MemMoRF is a comprehensive database of transmembrane and membrane associated proteins with MemMoRFs: regions that undergo disorder-to-order transition or large conformational changes upon membrane association. These proteins play essential roles in various biological processes and participate in signaling, regulation of membrane transport, and viral invasion. The MemMoRF regions correspond to important molecular switches which form highly regulated, dynamic interactions with specific membranes and other proteins. Importantly, a large fraction of these proteins are associated with disease causing mutations (e.g. prolactin receptor, EGFR, Notch ligand DLL4, and sodium/potassium ATPase subunit γ) and some of the mutations are specifically localized inside memMoRF segments (e.g. in the case of integrins, phospholamban, the voltage-gated potassium channel KCNE1, and proteins associated with neurodegenerative diseases). MemMoRFs represent desirable therapeutic targets, however, their modulation is currently challenging due to their membrane attachment and flexible nature.

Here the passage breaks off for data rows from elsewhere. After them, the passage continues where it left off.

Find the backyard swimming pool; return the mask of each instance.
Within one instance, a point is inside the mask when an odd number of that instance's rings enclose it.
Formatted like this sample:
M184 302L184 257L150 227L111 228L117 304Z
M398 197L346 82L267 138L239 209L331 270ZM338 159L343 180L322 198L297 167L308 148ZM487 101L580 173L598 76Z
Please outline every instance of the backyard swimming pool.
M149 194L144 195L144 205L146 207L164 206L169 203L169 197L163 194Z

MemMoRFs were collected from the literature through manual curation. As data on these membrane interacting regions are scattered in the literature, efforts were directed towards transmembrane and peripheral membrane proteins with NMR structures, which were collected from the UniProt and PDB databases, respectively. We also explored static structures and investigated invisible regions of X-ray and cryo-EM structures, which belong to transmembrane or membrane associated proteins possessing annotated disordered regions. Papers accompanying the collected structures were manually searched for disordered regions with mentions of membrane interactions. The disorder property of the structures was also characterized by calculating secondary structure populations and residue flexibility based on chemical shifts from BMRB, using δ2D and RCI, respectively.
Entries in the MemMoRF database can be categorized based on the type of the lipid binding induced conformational change, the availability of NMR structures, the location relative to the membrane and the presence of disease mutations. The database currently contains 107 proteins and 149 membrane interacting regions.